More than 5,000 people are feared dead in the September 11 attacks. A fourth plane crashed in Stony Creek Township, Pennsylvania, killing everyone aboard.

A week after terrorists turned four jets into fuel-laden missiles aimed at the symbols of American power, U.S. officials prepared a response to the attacks and awaited a decision from Afghanistan's leading clerics on the fate of Osama bin Laden, the Saudi millionaire whom Bush has named the "prime suspect" in the September 11 attacks.

U.S. stock markets Tuesday were trading in a narrow range, fighting to recover from Monday's sell-off. The 684-point drop was a record point decline for the Dow industrials but was not a record when measured in percentage terms.

Latest developments

• Mohamed Atta -- one of the suspected hijackers on board the first plane to slam into the World Trade Center last week -- met with an Iraqi intelligence official somewhere in Europe this year, U.S. officials said Tuesday. The officials cautioned that this contact does not mean that Iraq had a role in last week's terrorist attacks, but they are exploring what it may mean.

• CNN has learned United Airlines -- which lost two planes in last week's terrorist attacks -- plans to layoff 20,000 employees.

• Two weeks before the terrorist attacks in New York City and Washington, FBI agents were at a flight school in Oklahoma asking questions about a man now suspected of having a link to those attacks, sources said.

• Philippine authorities warned the FBI six years ago of a terrorist plot to hijack commercial planes and slam them into the Pentagon, the CIA headquarters and other buildings, Philippine investigators told CNN

• The USS Theodore Roosevelt aircraft carrier battle group will deploy Wednesday from Norfolk, Virginia, headed for the Mediterranean Sea "and perhaps points east" of there, officials told CNN Tuesday.

• New York Mayor Rudolph Giuliani says 218 people are confirmed dead in the World Trade Center attacks; 152 of those have been identified. Emergency workers accounted for 74 of the dead. "The chances of recovering any live human beings are very, very small now, given the amount of time and the condition of the site," Giuliani said.

• Transportation Secretary Norman Mineta met with airline executives Tuesday morning and told them his top priorities are improving safety and making sure the airlines are on strong financial footing.

• Determining the identity of victims of the World Trade Center tragedy will require meticulous sorting, special attention to comparative location of objects and the skills of anthropology and dental experts.

• White House staffers, including the president, observed a moment of silence at 8:45 a.m., a week to the minute from the first plane strike at the World Trade Center towers.

• U.S. Commerce Secretary Don Evans told CNN that nations that do not cooperate with the U.S. military response to last week's attack could face "measures ... sanctions, or other kind of barriers to our markets."

• U.S. troops will soon provide security around the Pentagon, defense officials tell CNN. The troops will augment the Pentagon's civilian police force and military police.
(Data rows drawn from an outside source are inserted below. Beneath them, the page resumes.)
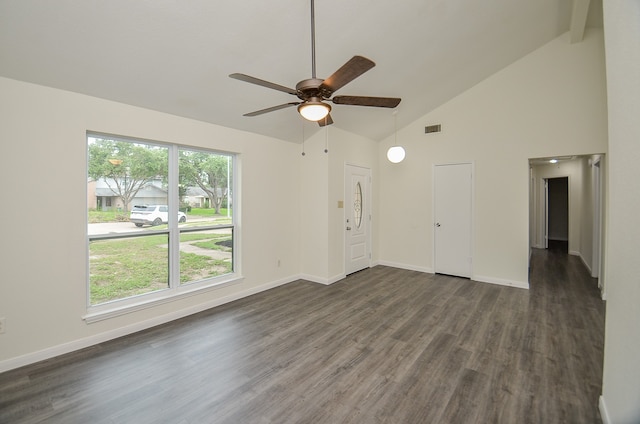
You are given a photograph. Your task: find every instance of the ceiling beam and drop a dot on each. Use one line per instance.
(578, 20)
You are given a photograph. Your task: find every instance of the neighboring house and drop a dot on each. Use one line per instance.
(197, 198)
(105, 198)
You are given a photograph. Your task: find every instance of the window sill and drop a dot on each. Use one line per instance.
(127, 306)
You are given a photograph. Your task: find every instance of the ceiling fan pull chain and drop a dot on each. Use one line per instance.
(313, 41)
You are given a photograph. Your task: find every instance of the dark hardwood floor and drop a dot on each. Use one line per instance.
(382, 346)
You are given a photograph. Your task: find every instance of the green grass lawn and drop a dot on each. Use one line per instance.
(122, 268)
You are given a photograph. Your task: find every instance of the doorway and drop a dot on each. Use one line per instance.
(453, 195)
(557, 213)
(357, 210)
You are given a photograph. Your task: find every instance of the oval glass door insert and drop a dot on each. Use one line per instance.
(357, 205)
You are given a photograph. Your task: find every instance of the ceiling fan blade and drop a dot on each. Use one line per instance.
(389, 102)
(263, 83)
(271, 109)
(326, 121)
(351, 70)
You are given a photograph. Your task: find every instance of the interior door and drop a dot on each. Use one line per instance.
(357, 218)
(453, 224)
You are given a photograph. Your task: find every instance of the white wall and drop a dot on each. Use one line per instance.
(551, 102)
(620, 402)
(322, 177)
(43, 272)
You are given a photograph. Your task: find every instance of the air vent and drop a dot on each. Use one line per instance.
(432, 128)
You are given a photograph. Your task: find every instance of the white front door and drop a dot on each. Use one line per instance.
(357, 211)
(452, 225)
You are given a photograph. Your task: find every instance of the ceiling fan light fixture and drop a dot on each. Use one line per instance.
(314, 110)
(396, 154)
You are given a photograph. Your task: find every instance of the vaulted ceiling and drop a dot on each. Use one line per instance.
(175, 56)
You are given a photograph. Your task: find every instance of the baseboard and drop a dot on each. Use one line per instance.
(501, 282)
(72, 346)
(604, 413)
(322, 280)
(406, 266)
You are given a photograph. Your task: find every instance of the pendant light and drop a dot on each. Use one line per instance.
(396, 153)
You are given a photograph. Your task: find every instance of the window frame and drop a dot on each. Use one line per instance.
(175, 290)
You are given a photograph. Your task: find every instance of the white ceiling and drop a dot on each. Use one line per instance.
(175, 55)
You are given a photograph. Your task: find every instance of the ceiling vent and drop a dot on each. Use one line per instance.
(432, 128)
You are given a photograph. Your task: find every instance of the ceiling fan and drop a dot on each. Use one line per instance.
(315, 92)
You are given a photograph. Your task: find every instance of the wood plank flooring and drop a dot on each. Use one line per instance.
(382, 346)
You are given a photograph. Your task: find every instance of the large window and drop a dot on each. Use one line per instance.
(160, 218)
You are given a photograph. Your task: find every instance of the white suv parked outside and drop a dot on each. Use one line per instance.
(152, 215)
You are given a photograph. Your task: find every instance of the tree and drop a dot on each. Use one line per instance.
(210, 172)
(126, 167)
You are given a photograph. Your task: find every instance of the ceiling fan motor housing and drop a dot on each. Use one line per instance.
(308, 88)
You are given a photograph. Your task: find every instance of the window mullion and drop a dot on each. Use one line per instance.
(174, 233)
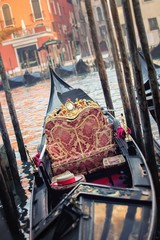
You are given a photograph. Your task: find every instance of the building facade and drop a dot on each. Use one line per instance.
(32, 23)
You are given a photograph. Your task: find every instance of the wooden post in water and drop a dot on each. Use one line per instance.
(151, 70)
(12, 112)
(128, 77)
(120, 77)
(9, 207)
(9, 150)
(148, 138)
(100, 62)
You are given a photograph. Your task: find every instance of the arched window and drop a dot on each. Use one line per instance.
(99, 13)
(36, 9)
(7, 15)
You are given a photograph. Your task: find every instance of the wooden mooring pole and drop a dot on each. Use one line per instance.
(151, 70)
(100, 62)
(12, 112)
(118, 68)
(10, 208)
(9, 150)
(127, 76)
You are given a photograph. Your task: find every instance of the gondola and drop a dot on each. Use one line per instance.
(91, 181)
(145, 76)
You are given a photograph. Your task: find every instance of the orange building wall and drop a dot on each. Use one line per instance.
(21, 9)
(8, 56)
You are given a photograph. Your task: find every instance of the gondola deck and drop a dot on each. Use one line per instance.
(114, 200)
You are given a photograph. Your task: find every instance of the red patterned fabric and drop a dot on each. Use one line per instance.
(79, 145)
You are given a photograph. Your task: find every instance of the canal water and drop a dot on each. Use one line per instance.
(31, 104)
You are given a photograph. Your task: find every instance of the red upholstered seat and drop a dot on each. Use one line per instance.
(79, 144)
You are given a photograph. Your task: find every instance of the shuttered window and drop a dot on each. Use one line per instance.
(153, 24)
(7, 15)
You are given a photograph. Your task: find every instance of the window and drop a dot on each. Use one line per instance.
(59, 9)
(36, 9)
(124, 32)
(53, 27)
(99, 13)
(28, 56)
(119, 3)
(153, 24)
(7, 15)
(103, 31)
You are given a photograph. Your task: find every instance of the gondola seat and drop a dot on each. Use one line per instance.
(79, 140)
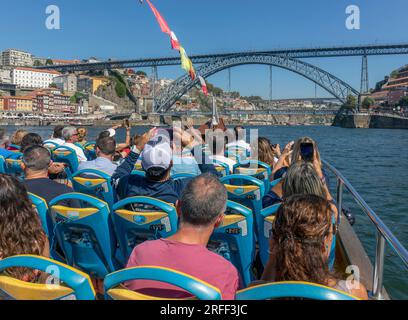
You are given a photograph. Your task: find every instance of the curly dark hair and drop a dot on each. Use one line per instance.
(302, 224)
(20, 226)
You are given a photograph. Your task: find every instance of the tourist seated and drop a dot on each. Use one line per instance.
(183, 161)
(20, 228)
(217, 147)
(57, 135)
(122, 149)
(239, 139)
(36, 163)
(300, 245)
(16, 140)
(201, 210)
(30, 139)
(265, 152)
(82, 133)
(105, 150)
(70, 135)
(4, 143)
(156, 162)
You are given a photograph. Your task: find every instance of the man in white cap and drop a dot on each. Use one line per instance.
(157, 162)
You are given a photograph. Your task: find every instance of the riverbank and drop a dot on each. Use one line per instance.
(373, 121)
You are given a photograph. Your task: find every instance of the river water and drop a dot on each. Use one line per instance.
(375, 161)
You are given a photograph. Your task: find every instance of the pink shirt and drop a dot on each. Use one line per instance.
(195, 260)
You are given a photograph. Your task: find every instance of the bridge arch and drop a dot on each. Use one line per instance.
(335, 86)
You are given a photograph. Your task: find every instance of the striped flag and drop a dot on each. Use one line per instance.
(203, 85)
(163, 24)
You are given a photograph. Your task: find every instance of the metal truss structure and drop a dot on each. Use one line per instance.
(206, 58)
(338, 88)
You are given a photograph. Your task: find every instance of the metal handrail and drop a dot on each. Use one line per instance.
(383, 233)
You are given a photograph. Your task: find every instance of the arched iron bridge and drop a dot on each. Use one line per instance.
(338, 88)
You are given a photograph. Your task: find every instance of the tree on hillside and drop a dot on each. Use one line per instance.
(367, 102)
(404, 101)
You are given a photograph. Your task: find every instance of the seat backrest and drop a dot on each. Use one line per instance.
(66, 155)
(234, 239)
(245, 190)
(140, 218)
(2, 165)
(89, 149)
(264, 222)
(292, 289)
(95, 183)
(66, 283)
(50, 145)
(86, 234)
(221, 167)
(256, 169)
(183, 175)
(196, 287)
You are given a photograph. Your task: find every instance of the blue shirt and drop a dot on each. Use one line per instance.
(101, 164)
(185, 164)
(9, 154)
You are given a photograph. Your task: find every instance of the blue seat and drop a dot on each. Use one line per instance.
(86, 234)
(95, 183)
(237, 153)
(13, 167)
(221, 167)
(256, 169)
(66, 155)
(264, 222)
(139, 218)
(196, 287)
(183, 175)
(90, 151)
(245, 190)
(295, 289)
(234, 239)
(68, 284)
(42, 209)
(2, 165)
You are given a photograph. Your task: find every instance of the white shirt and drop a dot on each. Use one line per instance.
(55, 140)
(239, 143)
(80, 153)
(228, 161)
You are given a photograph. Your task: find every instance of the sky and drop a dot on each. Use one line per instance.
(126, 29)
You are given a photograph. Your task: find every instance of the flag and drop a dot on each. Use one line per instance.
(203, 85)
(185, 60)
(163, 24)
(175, 44)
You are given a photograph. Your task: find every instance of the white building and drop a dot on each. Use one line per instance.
(66, 83)
(13, 58)
(33, 78)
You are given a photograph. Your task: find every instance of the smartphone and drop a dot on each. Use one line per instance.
(307, 151)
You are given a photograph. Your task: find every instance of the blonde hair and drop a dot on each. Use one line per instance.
(296, 155)
(18, 136)
(82, 132)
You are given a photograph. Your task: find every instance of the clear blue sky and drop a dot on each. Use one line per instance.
(125, 29)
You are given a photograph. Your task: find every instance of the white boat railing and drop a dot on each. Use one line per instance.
(383, 232)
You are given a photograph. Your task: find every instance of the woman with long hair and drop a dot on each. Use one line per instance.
(20, 227)
(16, 139)
(300, 245)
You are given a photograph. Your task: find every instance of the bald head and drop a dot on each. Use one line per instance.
(203, 200)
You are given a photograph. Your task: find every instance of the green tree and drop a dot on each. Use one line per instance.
(368, 102)
(404, 101)
(120, 89)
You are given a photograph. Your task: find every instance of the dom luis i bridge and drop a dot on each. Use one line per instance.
(289, 59)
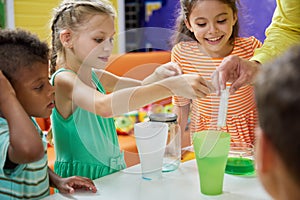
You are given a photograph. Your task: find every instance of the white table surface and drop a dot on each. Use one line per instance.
(182, 184)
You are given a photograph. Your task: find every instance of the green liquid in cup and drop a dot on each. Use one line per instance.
(211, 171)
(239, 166)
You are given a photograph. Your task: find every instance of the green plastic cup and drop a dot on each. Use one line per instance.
(211, 150)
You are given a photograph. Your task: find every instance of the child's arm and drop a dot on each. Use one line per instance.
(183, 114)
(164, 71)
(112, 82)
(125, 100)
(25, 142)
(70, 184)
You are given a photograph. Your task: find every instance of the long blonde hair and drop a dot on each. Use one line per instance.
(72, 14)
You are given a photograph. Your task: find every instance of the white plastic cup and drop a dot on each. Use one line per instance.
(151, 139)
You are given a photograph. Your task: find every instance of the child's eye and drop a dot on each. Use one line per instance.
(99, 40)
(222, 21)
(39, 87)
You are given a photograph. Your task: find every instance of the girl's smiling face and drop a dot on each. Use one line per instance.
(92, 43)
(212, 23)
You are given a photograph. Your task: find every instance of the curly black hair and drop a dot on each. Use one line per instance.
(20, 49)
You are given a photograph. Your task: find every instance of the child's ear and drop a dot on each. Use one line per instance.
(66, 38)
(265, 155)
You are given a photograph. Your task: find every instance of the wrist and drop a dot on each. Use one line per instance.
(256, 68)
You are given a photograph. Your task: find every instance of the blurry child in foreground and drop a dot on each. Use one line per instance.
(278, 139)
(27, 93)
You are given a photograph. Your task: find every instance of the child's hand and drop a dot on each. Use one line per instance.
(70, 184)
(164, 71)
(6, 88)
(167, 70)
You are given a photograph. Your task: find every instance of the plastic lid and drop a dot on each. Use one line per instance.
(163, 117)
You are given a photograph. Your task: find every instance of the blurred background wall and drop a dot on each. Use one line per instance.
(142, 25)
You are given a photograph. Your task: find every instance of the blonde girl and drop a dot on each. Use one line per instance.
(85, 138)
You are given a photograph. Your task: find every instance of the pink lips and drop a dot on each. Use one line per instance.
(51, 105)
(103, 59)
(214, 42)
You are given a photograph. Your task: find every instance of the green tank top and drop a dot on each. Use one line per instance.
(85, 144)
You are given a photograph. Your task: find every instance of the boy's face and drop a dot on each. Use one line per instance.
(34, 90)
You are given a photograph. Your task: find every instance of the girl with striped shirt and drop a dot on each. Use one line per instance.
(206, 33)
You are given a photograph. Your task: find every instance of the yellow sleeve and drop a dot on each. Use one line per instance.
(283, 32)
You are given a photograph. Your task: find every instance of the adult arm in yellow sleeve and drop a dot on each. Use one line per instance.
(283, 32)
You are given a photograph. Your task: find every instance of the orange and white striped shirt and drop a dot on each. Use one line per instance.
(241, 115)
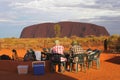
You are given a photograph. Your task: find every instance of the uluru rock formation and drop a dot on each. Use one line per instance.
(64, 29)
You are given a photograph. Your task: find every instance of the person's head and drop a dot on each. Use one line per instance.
(74, 43)
(57, 42)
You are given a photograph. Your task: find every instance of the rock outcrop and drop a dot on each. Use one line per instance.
(66, 29)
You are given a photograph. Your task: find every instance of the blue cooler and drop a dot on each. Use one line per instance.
(39, 69)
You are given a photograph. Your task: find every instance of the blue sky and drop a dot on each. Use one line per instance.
(17, 14)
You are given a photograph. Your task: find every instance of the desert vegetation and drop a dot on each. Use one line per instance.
(39, 43)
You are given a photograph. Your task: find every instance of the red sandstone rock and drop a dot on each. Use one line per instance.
(68, 29)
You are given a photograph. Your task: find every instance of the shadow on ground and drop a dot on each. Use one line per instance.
(115, 60)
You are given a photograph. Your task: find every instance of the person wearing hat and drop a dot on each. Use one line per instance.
(76, 48)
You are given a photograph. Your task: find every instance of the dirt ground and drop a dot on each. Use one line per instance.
(109, 70)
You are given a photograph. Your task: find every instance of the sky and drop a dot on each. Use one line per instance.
(17, 14)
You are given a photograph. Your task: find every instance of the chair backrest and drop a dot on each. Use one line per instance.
(95, 55)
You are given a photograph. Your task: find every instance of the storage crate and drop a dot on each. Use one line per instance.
(38, 67)
(22, 69)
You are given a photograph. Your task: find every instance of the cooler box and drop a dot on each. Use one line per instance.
(22, 69)
(38, 67)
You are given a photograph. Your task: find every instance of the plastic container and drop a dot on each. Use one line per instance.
(38, 67)
(22, 69)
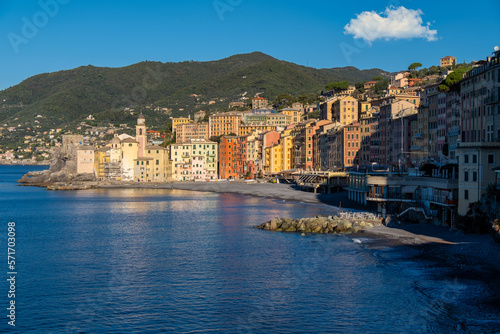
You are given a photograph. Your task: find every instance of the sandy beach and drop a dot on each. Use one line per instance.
(287, 192)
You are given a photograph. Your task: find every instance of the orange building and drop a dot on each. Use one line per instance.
(224, 124)
(186, 132)
(229, 159)
(259, 103)
(351, 144)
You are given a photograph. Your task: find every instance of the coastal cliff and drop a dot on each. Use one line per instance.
(62, 173)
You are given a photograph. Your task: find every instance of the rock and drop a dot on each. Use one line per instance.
(274, 224)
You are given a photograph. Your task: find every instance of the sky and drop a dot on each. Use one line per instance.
(53, 35)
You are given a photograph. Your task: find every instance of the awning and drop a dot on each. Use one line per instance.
(409, 189)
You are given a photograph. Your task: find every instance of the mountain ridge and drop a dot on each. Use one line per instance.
(63, 98)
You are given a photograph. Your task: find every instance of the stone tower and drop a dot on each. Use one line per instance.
(140, 134)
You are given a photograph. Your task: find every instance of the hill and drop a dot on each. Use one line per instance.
(65, 98)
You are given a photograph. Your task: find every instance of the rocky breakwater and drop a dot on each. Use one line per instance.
(61, 175)
(342, 224)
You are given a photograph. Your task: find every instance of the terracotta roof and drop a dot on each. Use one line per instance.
(130, 140)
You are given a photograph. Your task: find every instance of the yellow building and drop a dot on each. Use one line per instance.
(143, 170)
(247, 129)
(224, 124)
(178, 121)
(273, 159)
(85, 160)
(286, 142)
(345, 110)
(279, 119)
(448, 61)
(154, 166)
(195, 160)
(130, 149)
(364, 106)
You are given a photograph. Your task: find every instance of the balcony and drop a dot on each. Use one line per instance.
(492, 99)
(442, 200)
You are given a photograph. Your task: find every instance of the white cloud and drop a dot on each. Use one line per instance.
(397, 23)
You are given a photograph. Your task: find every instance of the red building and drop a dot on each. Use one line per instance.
(351, 144)
(227, 157)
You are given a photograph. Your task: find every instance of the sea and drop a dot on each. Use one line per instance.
(172, 261)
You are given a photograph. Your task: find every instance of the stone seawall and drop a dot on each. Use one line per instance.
(327, 225)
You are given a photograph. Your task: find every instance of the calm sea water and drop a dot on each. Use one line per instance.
(149, 261)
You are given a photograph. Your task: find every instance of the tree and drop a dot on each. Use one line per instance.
(452, 81)
(414, 66)
(339, 85)
(380, 86)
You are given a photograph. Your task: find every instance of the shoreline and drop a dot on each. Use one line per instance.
(279, 191)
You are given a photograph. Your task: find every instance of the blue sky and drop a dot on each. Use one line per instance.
(66, 34)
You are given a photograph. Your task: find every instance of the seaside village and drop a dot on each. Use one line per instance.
(415, 146)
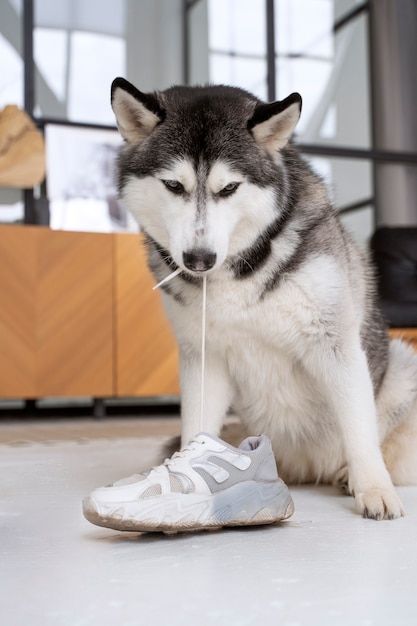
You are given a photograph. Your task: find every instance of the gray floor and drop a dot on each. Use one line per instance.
(325, 566)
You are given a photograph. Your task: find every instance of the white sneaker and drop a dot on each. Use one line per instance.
(207, 484)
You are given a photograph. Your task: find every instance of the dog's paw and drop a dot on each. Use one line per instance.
(341, 480)
(379, 504)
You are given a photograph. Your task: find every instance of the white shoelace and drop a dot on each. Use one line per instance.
(203, 336)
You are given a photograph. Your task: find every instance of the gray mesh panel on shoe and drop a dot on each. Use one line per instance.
(262, 468)
(176, 483)
(152, 491)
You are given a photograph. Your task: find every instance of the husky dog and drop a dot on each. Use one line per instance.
(295, 341)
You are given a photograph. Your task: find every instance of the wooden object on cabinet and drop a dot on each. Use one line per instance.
(56, 313)
(408, 334)
(146, 351)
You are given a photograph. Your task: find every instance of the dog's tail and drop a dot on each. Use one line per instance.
(396, 405)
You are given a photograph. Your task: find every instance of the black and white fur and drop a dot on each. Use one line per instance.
(295, 341)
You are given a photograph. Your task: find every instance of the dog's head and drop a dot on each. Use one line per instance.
(201, 167)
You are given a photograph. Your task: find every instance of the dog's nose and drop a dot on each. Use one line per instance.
(199, 259)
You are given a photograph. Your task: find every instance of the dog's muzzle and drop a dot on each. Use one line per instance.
(199, 259)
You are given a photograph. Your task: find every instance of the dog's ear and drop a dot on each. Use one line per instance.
(272, 124)
(137, 113)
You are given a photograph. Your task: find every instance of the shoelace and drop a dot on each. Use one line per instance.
(203, 336)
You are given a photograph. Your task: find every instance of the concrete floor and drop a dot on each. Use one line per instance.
(325, 566)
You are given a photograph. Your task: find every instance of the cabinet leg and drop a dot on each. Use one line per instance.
(99, 408)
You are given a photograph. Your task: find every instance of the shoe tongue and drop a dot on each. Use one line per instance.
(129, 480)
(250, 443)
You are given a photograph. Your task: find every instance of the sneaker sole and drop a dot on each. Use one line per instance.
(238, 506)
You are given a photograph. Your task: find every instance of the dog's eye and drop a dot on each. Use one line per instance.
(174, 186)
(228, 190)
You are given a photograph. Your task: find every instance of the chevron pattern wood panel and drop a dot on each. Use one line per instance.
(56, 313)
(147, 356)
(18, 272)
(75, 314)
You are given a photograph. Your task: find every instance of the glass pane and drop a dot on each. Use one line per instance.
(329, 69)
(11, 91)
(237, 44)
(78, 50)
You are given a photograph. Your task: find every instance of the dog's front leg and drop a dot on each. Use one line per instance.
(218, 394)
(350, 393)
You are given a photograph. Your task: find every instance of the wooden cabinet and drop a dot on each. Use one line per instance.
(146, 352)
(78, 317)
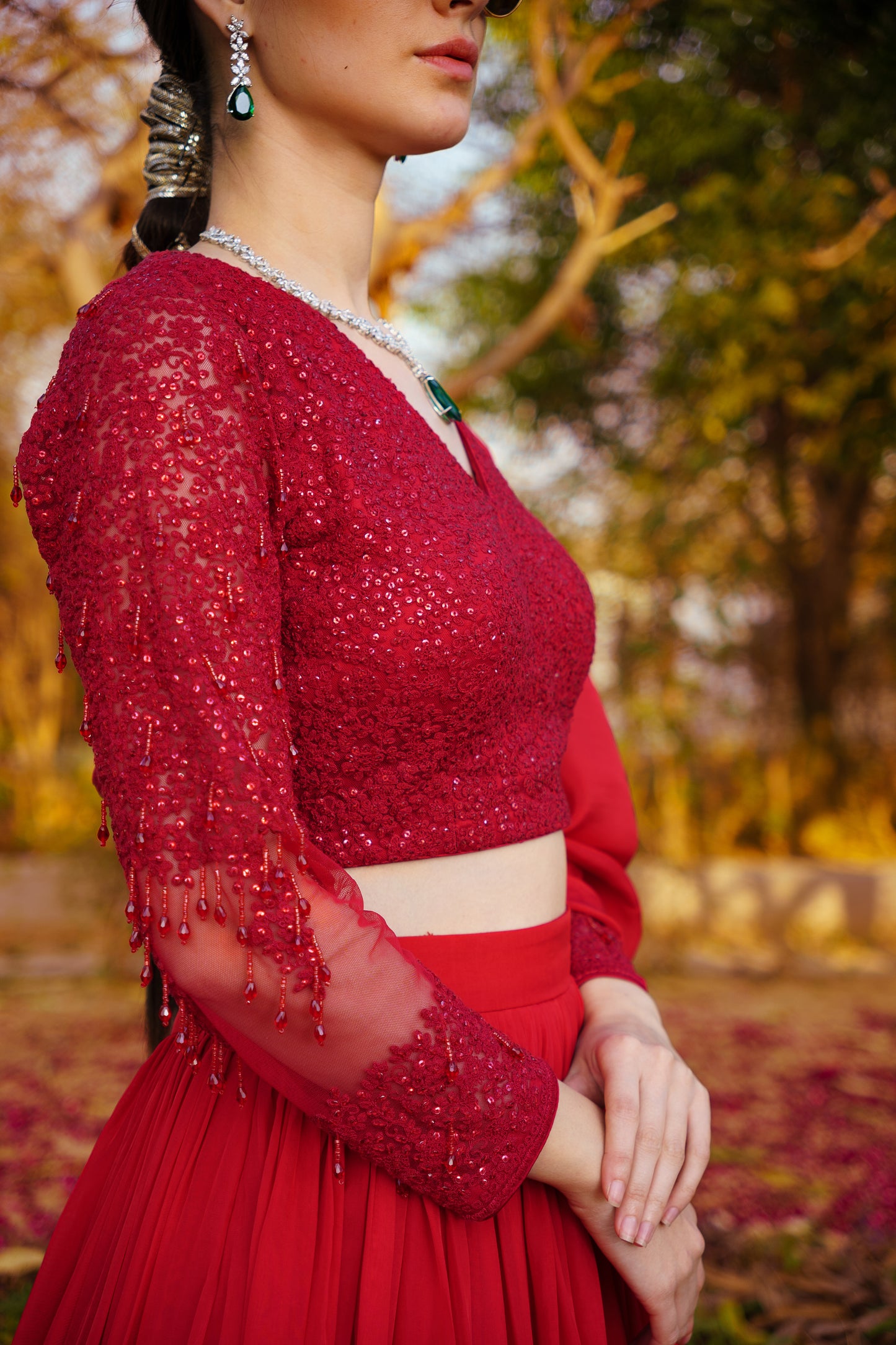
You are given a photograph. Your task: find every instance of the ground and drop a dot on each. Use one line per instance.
(798, 1207)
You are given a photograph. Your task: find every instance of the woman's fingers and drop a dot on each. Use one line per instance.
(653, 1122)
(657, 1134)
(696, 1155)
(621, 1070)
(672, 1153)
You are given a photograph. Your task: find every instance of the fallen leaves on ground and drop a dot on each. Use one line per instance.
(798, 1205)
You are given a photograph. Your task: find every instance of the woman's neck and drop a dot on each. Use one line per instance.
(303, 198)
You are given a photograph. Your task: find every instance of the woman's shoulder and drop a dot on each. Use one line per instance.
(160, 292)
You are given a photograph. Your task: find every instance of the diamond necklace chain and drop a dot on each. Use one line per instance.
(382, 333)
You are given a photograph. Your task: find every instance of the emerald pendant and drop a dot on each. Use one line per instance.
(241, 104)
(445, 405)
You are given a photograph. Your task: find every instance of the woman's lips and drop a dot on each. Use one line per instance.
(451, 66)
(457, 57)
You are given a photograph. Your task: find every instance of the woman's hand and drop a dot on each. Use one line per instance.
(657, 1113)
(667, 1277)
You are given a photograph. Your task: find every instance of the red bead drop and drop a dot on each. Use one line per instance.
(102, 833)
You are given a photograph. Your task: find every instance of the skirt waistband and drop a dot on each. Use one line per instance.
(500, 969)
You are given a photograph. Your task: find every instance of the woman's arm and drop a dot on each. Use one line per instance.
(667, 1277)
(657, 1113)
(155, 495)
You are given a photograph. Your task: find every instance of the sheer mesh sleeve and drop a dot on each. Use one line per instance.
(148, 483)
(601, 841)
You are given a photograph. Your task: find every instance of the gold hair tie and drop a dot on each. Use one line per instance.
(178, 162)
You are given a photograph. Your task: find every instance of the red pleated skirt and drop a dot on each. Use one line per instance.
(198, 1223)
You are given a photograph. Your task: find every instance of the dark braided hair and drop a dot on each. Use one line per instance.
(172, 27)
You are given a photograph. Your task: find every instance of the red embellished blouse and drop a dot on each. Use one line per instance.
(309, 641)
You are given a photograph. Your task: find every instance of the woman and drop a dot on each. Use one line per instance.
(331, 670)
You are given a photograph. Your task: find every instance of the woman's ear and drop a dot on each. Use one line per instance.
(218, 14)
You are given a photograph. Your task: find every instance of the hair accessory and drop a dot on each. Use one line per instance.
(178, 162)
(239, 104)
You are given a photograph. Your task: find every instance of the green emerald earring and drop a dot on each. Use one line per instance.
(239, 102)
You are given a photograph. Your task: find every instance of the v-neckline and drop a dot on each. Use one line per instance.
(474, 476)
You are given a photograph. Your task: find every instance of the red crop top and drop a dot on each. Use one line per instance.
(309, 639)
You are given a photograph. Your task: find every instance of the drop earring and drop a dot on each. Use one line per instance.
(239, 104)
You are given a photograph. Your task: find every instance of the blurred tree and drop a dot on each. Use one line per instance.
(747, 382)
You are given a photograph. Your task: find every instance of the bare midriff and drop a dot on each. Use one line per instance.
(507, 888)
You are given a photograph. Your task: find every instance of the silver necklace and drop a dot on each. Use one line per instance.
(382, 333)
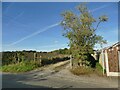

No timetable was provided for the arrival of uniformed troops.

• Senior Pakistani officials, who delivered a warning to Afghanistan's ruling Taliban on Monday that they should turn over bin Laden or face American wrath, met with other leaders from the Taliban on Tuesday. Taliban leaders told CNN that, while such messages were nothing new to them, they would give them due consideration in the meeting of Islamic leaders, expected to last two or three days once it begins.

• Among the key figures in any decison will be the supreme leader of the Taliban, Mullah Mohammed Omar, who refuses to be photographed or filmed and rarely travels far from Kandahar.

• U.S. Attorney General John Ashcroft said he is concerned there may be more terrorist assaults planned against the United States.

• British Prime Minister Tony Blair, French President Jacques Chirac, German Foreign Minister Joschka Fischer, Saudi Foreign Minister Saud al-Faisal and other officials are headed to Washington this week. Chirac and Bush will meet Tuesday night.

• The State Department has ordered all of its nonemergency personnel and their families to leave Pakistan and strongly urged all Americans who remain behind to be wary and keep a low profile.